You would expect then that the story of this remarkable woman, who was imprisoned and tortured, brutally, by the gestapo, as well as her general exploits during the war, would make for an exciting, thrilling and sometime hard to watch film.
But sadly that’s not the case. Odette is a slow affair, running at over two-hours, but yet appears to skip great swathes of Odette’s training and, whilst her imprisonment and torture is featured, it’s tame compared to what we see on screen these days.
There are some pretty ropey performances too, particularly from the “Germans”, look for the officers talking during and after the torture scenes, it’s like he’s desperately trying to remember his lines.
There are some good performances though, not just from Neagle, but also Trevor Howard (“The Third Man”, “Brief Encounter”) as her handler in France, and a young Peter Ustinov (“Spartacus”, “Death On The Nile”), as a spy.
As for the blu-ray, well, I’ll be honest, I don’t see the point in releasing (or buying) a blur-ray of a film that’s in 4:3 format and black and white, maybe that’s just me.
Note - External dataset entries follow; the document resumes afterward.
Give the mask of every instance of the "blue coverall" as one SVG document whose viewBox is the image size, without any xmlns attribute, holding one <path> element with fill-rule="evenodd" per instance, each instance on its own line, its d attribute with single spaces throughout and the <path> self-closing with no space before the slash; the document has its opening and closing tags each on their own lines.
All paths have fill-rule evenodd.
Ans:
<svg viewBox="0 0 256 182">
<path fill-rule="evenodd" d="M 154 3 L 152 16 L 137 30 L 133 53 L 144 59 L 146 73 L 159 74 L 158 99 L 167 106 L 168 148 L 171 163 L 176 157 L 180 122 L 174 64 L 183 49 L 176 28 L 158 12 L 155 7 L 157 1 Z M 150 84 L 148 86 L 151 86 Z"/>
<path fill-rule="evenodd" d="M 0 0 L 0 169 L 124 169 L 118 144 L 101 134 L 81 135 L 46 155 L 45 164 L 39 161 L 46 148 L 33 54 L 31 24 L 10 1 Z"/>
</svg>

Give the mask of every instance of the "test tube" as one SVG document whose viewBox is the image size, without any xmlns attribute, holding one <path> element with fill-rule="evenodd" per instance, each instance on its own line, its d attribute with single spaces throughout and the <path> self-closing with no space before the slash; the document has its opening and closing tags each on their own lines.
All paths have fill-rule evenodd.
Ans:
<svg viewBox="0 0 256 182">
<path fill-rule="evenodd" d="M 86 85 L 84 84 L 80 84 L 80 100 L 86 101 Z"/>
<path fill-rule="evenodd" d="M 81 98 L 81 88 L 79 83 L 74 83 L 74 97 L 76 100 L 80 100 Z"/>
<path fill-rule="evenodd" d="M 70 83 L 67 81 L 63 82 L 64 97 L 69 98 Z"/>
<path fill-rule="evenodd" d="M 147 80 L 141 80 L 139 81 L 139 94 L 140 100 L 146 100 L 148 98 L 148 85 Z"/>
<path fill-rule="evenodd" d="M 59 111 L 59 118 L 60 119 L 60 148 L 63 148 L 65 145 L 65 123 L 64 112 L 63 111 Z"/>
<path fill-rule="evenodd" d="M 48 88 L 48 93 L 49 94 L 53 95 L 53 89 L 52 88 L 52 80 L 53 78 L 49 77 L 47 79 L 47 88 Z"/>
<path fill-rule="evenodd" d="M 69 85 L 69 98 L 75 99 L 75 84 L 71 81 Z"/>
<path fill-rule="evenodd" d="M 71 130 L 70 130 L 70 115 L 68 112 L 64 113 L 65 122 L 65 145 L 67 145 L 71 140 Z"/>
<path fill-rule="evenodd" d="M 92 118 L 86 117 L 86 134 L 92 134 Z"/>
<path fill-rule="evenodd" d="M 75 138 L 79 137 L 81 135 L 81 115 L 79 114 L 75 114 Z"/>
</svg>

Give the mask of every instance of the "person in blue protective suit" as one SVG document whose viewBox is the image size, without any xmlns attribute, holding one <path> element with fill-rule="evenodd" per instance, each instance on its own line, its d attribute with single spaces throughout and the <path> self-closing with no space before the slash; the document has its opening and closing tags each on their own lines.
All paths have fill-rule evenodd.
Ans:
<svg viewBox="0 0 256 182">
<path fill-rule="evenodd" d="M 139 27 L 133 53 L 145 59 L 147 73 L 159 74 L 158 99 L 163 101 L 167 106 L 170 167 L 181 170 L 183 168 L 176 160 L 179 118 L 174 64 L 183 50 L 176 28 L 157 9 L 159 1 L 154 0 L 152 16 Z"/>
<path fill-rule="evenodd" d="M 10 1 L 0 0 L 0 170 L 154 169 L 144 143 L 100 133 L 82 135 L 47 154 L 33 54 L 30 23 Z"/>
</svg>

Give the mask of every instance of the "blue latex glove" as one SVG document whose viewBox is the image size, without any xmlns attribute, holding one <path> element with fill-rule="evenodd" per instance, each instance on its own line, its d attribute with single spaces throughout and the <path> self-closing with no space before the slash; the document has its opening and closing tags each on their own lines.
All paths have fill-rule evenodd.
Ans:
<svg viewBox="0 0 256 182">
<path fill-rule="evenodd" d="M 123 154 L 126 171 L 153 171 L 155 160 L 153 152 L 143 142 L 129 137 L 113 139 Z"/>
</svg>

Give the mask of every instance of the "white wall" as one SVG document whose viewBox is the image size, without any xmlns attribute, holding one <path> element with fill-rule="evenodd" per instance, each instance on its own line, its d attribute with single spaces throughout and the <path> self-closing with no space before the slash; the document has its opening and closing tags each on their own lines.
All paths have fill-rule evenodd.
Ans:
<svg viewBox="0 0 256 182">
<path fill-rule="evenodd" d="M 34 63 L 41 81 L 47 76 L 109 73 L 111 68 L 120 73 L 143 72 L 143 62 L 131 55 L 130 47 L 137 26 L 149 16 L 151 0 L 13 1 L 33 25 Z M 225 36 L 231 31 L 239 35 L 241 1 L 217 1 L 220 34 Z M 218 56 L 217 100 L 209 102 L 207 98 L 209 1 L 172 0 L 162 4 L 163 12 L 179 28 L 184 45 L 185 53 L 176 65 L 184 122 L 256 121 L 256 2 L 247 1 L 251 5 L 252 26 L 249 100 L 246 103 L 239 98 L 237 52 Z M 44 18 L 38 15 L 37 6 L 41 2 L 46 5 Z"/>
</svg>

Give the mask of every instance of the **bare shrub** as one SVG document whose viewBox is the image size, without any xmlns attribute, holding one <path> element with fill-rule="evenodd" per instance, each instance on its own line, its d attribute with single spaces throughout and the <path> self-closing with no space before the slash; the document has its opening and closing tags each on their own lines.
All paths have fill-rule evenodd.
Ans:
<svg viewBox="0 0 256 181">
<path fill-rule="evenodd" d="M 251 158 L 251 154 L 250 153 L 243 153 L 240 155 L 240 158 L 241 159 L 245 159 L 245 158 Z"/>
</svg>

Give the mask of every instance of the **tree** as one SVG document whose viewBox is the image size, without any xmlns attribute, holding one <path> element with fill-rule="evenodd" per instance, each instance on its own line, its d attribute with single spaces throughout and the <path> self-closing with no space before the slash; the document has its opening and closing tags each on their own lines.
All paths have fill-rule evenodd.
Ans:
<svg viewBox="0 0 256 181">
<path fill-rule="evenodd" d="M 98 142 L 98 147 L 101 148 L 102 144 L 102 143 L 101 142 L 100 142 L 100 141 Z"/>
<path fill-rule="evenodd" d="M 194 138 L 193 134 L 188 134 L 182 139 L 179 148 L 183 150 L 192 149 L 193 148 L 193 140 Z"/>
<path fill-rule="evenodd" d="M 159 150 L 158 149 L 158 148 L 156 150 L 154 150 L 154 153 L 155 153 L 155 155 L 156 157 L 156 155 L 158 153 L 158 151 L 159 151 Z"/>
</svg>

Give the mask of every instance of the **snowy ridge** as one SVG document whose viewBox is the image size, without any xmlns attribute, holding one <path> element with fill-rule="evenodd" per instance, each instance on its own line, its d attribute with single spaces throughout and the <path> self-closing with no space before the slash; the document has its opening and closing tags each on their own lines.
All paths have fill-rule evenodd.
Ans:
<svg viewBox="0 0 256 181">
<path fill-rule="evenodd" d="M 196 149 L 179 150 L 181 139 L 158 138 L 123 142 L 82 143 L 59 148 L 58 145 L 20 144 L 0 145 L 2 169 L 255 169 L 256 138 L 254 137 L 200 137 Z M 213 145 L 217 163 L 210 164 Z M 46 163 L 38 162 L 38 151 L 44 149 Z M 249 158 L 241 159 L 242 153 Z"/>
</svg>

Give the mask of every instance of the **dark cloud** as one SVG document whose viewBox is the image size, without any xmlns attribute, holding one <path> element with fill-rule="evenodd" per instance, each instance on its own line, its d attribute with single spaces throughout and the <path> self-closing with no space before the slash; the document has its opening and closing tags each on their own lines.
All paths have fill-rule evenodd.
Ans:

You get a few extras: Those British Faces: Anna Neagle, New Interview with Sebastian Faulks, Interview with Odette Sansom from 1980 and footage of the actual wedding of Odette and her handler, Captain Peter Churchill (Howard).
It’s a real shame the movie doesn’t live up to the amazing story behind this woman and her exploits during the war. She deserves something much, much better than this.